Рассказ качков о том, что босс кричал как ошпаренный и что его, скорее всего, ужалила ядовитая рыба, эскулап отверг. Таких рыб в море возле пятизвездочного отеля «Султан-сарай» не водилось, а если бы и водились, то владельцы отеля, заботясь о своих постояльцах, давно их повыловили бы.
Впрочем, судьба несчастного «нового русского» мало кого, кроме его охранников, волновала в это прелестное утро.
Толстяка унесли. Отдыхающие расползлись по своим шезлонгам и, поскольку время шло, а все было «включено», принялись снова жадно поглощать пиво, кока-колу, воду, принялись за оранжад, виски, коньяк, кофе, чай, вино и прочие «инклюзивы».
Лишь после этого на берег выползла совершенно обескураженная немка. Ее недавно еще крутые и упругие груди вяло висели на животе. Она была сильно взволнована.
«Средство, кажется, действительно оказалось действенным, — заметила она себе мысленно. — Но я, увы, промахнулась».
А Раши вернулся к Нафиге. Утро было таким солнечным, ясным, красивым и безмятежным, что не хотелось портить его огорчениями в связи со странной гибелью незнакомого русского.
Тем более что этот русский ему сразу не понравился. Нельзя мужчине так запускать себя — просто какая-то гора сала. Неудивительно, что сердце не выдержало, тем более что пьян он был круглые сутки.

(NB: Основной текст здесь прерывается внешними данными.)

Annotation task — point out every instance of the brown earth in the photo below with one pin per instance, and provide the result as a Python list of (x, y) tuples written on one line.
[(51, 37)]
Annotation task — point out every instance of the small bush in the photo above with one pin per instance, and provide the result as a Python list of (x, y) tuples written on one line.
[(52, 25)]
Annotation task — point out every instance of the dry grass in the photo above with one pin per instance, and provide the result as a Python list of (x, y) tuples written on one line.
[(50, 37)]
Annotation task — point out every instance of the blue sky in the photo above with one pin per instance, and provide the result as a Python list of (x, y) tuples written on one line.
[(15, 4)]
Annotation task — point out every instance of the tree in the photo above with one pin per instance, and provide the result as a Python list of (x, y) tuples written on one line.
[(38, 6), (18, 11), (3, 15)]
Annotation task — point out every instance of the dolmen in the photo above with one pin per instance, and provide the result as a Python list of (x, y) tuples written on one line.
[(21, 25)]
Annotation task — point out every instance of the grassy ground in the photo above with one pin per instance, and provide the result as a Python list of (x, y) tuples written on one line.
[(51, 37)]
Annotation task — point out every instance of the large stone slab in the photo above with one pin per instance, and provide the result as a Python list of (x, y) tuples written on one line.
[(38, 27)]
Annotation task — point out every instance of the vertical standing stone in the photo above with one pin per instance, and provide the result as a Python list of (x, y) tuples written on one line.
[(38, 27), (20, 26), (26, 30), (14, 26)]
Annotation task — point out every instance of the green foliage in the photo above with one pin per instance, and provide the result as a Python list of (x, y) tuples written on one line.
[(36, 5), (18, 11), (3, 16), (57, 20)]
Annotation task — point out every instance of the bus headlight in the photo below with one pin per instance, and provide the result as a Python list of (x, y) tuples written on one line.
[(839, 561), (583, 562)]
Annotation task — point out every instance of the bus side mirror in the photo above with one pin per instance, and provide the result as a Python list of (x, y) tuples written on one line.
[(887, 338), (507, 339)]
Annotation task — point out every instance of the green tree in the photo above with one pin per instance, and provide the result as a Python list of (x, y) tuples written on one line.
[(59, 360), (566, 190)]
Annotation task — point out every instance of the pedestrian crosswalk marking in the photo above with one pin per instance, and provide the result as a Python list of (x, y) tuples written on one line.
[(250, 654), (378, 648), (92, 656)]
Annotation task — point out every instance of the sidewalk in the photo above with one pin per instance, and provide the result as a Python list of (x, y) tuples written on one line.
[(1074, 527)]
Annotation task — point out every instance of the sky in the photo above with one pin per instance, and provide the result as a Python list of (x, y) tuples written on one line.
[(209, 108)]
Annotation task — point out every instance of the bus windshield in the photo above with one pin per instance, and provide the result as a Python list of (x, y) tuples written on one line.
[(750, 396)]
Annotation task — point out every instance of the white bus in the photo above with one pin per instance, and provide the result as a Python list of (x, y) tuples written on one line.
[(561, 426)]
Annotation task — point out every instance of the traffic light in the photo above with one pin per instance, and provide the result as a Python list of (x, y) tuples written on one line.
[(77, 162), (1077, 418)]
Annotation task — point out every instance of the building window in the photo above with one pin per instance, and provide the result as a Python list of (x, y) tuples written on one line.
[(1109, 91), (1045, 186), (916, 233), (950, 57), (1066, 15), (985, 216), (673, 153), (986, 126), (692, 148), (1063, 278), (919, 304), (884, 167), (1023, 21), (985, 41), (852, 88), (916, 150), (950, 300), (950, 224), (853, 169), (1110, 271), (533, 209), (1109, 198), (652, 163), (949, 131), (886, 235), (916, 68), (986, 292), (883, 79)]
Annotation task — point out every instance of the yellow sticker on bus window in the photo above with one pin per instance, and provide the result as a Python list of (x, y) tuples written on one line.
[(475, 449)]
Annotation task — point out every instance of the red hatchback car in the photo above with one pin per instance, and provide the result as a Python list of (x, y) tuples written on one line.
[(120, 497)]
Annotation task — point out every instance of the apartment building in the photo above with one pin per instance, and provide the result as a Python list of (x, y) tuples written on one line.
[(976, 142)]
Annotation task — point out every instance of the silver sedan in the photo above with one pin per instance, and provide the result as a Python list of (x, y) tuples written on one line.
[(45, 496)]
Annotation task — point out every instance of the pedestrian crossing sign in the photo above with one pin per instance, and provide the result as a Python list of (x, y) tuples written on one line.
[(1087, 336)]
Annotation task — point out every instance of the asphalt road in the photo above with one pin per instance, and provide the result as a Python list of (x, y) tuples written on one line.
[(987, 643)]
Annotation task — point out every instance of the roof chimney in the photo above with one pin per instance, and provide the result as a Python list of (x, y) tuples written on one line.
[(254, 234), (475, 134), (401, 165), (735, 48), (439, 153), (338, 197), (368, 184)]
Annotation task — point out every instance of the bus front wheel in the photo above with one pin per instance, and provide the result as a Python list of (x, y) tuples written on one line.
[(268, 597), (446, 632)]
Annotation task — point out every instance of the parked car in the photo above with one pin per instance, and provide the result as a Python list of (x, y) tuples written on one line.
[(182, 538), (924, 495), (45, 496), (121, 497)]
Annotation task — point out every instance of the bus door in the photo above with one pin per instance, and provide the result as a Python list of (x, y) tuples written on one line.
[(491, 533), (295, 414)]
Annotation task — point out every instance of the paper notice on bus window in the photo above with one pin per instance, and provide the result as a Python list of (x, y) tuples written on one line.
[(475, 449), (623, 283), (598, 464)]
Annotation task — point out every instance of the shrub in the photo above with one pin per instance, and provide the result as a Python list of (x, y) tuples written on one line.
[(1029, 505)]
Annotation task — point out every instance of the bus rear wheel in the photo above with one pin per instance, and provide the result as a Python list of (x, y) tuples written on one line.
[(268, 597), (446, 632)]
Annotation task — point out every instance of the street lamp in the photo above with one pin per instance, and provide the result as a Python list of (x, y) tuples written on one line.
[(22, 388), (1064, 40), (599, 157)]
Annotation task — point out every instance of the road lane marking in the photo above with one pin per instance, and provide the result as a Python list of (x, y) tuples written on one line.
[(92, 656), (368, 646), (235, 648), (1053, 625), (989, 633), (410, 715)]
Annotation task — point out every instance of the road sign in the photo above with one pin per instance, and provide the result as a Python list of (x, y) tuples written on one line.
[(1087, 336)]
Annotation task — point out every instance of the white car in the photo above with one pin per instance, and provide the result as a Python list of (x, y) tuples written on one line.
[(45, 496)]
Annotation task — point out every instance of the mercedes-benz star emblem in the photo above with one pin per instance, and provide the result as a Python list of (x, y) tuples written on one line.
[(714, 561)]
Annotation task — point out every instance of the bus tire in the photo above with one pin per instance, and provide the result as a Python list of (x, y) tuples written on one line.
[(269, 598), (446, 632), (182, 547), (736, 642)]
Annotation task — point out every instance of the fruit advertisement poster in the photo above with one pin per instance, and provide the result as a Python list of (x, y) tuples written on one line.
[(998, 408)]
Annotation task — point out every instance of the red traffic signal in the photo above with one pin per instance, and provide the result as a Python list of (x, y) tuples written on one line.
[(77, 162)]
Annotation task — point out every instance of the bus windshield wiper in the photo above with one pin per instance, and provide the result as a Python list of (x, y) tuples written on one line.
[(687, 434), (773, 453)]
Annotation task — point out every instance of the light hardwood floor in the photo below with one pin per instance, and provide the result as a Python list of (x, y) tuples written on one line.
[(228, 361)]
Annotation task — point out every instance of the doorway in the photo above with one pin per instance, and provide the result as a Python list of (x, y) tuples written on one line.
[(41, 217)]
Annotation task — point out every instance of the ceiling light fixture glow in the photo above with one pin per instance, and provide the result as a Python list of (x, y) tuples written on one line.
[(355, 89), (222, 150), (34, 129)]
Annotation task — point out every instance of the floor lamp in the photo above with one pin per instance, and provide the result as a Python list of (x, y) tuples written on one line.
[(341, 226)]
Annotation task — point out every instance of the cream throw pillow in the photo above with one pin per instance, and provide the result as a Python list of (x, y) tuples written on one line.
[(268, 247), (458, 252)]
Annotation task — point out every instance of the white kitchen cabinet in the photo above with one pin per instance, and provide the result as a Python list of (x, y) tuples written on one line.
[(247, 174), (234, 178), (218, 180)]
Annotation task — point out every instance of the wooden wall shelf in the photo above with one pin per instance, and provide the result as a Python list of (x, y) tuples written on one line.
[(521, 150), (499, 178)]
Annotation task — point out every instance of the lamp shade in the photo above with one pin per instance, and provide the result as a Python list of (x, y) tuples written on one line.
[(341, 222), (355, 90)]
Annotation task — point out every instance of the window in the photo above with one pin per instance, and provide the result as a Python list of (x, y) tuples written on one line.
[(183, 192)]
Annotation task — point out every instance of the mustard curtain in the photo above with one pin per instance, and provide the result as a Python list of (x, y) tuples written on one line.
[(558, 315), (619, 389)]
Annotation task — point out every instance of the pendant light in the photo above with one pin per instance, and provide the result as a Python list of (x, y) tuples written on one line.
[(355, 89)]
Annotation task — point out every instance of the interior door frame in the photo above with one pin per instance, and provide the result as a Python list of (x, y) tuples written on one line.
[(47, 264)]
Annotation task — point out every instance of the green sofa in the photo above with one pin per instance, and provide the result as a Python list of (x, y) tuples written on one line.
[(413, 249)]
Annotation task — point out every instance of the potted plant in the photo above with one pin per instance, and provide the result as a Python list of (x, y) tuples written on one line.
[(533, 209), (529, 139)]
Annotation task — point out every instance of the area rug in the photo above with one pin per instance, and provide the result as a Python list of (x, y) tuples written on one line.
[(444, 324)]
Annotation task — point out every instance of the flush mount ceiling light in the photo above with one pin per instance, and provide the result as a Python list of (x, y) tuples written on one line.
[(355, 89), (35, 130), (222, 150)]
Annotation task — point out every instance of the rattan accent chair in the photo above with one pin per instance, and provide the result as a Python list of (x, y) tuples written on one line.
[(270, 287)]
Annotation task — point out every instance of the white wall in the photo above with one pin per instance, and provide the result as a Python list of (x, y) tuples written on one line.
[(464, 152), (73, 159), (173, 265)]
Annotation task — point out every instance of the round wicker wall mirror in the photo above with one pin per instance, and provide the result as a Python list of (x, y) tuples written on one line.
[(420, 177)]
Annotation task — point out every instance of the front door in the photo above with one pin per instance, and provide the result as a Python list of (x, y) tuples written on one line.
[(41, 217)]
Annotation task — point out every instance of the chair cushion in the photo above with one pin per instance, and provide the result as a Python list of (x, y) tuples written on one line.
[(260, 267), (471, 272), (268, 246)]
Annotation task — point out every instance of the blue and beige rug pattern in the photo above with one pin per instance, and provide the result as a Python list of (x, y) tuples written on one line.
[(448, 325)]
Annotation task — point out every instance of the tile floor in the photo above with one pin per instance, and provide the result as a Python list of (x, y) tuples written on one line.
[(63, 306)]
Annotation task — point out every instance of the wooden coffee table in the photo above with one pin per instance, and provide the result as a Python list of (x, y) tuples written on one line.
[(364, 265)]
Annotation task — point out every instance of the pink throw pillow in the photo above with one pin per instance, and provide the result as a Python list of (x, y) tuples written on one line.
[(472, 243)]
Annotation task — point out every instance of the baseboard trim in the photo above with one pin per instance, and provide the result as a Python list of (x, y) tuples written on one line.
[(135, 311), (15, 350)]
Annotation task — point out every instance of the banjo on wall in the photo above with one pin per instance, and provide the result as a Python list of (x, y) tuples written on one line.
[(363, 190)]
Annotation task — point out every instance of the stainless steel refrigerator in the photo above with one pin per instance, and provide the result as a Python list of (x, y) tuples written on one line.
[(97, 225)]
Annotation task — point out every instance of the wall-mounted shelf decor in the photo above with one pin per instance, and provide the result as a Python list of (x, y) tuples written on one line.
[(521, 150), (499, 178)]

Единственный человек, который правильно «прочитал» ситуацию, был рослый мускулистый француз. Лицо его украшал (именно украшал, а не обезображивал) шрам от левого глаза к уголку левой губы. Еще два-три шрама можно было обнаружить, если присмотреться, у него на груди и животе, левую ногу от колена до щиколотки также прорезал белый шрам, какой остается от скользящего ножевого удара.